The first phase of the Amazon era addressed readers’ criteria and hassles in the mid-’90s. 
 
They made it easy to buy any book, no matter how niche or obscure, thereby undercutting Borders and Barnes & Noble to offer a cheaper product and saving you a trip to the mall in the process. 
 
Mission accomplished. 
 
This very simple What—cheaper books, huge selection, delivered to your door—worked. 
 
Since then, they’ve diversified the products offered to the point where they are essentially an online department store. 
 
They’ve experimented with everything from a search engine—A9 (built on the Google platform, but not a hit)—to allowing small booksellers a chance to list their books on the site. 
 
Their Amazon Mechanical Turk service allows individuals to make money by offering their services in tiny increments of time. 
 
Have five minutes free? Make a little money transcribing a two-minute podcast. 
 
  

Whether any of these Whats are really a good idea is up for debate. 
 
Amazon’s detractors argue that they are diluting their core message and product. 
 
I’d counter that they are taking risks and exploring new uses for their existing infrastructure. 
 
Much of Amazon’s explorations in creating new value are based around a tweak of this Killer Question, which goes something like “Is there unused space in my existing infrastructure that could be filled?”  

Amazon has vastly more server capacity than they generally need in order to address requirements at peak times such as the Christmas holiday season or Black Friday. 
 
As a result, they have taken their cue from companies like Rackspace and Media Temple and have begun renting their servers to provide infrastructure for third-party websites. 
 
Their leap from selling books and other retail goods to getting into the computing infrastructure business has been unexpected. 
 
But it has worked well. 
 
Amazon S3 is very successful, and lots of start-ups use it. 
 
As long as you have a credit card number, you can have servers and storage. 
 
Amazon can easily allocate you more space on the servers as your business grows and needs more capacity. 
 
 

The lesson here is to avoid being pigeonholed into one set of services. 
 
Take a look at any underused resources you have available. 
 
Is there a way that you could offer these to your customers as an auxiliary service to your main business? 

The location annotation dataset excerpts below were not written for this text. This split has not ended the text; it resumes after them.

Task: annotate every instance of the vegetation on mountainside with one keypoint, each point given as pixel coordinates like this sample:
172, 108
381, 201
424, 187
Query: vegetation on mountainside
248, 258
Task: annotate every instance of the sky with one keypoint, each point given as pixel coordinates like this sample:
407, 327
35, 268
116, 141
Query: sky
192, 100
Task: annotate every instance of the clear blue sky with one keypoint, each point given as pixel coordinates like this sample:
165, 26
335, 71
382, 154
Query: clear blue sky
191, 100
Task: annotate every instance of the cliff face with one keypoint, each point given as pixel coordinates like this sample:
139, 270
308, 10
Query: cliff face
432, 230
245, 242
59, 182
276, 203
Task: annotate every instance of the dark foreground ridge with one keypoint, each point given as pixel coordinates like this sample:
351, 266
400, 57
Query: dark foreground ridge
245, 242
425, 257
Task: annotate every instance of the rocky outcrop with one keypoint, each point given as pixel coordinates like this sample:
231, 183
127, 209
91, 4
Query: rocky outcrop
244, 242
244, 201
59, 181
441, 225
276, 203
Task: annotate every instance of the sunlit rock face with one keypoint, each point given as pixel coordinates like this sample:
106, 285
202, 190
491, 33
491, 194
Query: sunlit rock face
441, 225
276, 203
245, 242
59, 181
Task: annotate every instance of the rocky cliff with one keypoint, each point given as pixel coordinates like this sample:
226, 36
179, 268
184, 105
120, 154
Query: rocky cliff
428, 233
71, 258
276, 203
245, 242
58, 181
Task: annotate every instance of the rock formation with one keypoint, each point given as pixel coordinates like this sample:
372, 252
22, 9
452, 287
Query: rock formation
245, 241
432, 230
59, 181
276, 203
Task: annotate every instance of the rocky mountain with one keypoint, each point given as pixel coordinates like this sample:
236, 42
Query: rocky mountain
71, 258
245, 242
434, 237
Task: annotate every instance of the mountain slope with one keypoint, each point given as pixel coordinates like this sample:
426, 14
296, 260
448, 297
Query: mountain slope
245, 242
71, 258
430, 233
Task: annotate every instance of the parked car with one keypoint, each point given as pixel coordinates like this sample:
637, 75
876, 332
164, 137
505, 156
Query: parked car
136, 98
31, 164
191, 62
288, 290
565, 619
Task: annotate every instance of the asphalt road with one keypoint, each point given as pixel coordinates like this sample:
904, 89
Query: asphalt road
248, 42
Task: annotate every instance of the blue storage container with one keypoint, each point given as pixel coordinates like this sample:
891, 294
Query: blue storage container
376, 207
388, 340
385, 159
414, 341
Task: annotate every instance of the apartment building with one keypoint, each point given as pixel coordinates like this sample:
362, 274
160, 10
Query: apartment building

Finding ways to offer underused resources as a service and see income where there would otherwise be none is brilliant. 
 
These explorations might not yield big payoffs, but the point is that you need to be constantly looking at new ways to stay ahead of the trends that are shaping your industry. 
 
  

[Sparking Points] 

Are there year-round or seasonally based un- or underused assets or capabilities in your company (real estate, capacity, distribution, etc.)? 

What customers, partners, or suppliers could benefit from having access to those assets? 

What business model would you need in order to promote, sell, or support a set of products or services around these unused assets?